With an extensive number of plots of the first four dodecamers, the grayscale peak was 238.6 +/- 3.75, so the fourth and fifth dodecamers added did change this number slightly. Clearly the values are influenced by the contrast of each image.  I think a “limit range” function (which can be found in Gwyddion and likely other programs for image analysis) could be useful. I am more interested in a quick normalizing of peak height and the lowest point in the plot using a graphics program.

(I continue to thank Arroyo et al, and Thomas O’Haver and my two sons, Aaron and Dan for help with image and signal processing apps.

CRD peak is iconic,  present in all dodecamers i have seen except one (not digitized yet) where it obviously just got lopped off somehow during preparation.  Looking like it is going to be about 15nm in width which is close to previously measured peak widths for this domain.

Same MO, neck domain peak, sometimes visible, sometimes hidden under the floppy CRD domain.

Same format, peak 6, with and without the very few undetectable (0 values), width in nm, both as individual values, and means of the 6 different dodecamers.

Peak width for what I have described consistently as peak 5 is given below, with the means found in the current 6 dodecamers (as individual values). The top image shows the peak width even though there are missing values, all values are included in the means and other data. The graphic just below that has the “missing, or undetected” peak 5 values left out of each of the individual measurements.  BOTTOM LINE, this peak 5 is likely to be about 4 nm in width.

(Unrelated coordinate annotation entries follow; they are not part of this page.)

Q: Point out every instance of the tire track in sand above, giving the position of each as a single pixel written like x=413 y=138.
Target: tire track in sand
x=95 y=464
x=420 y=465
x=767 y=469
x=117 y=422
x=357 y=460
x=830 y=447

It is actually a little disappointing to see how little the widths change whether I delete the undetectable values or not, but it is also a good thing, so that I will continue to measure a molecule many times with different signal processing programs to come up with a stable number.  Each of the lower 6 graphics are the individual surfactant protein D dodecamers, just peak 5 evaluated, with and without the “missing, undetectable” peaks as separate evaluations. Each set of values for the dodecamers is given with (left) and without (right) the missing values.

This tiny peak (peak 2) in the number of estimated peaks in a trimer of SP-D is very close to the N term peak, almost on its downward slope and very thin, at least typically.  This is a peak that I have observed about half of the time so it is easily obscured, if it exists… which i am pretty sure it does.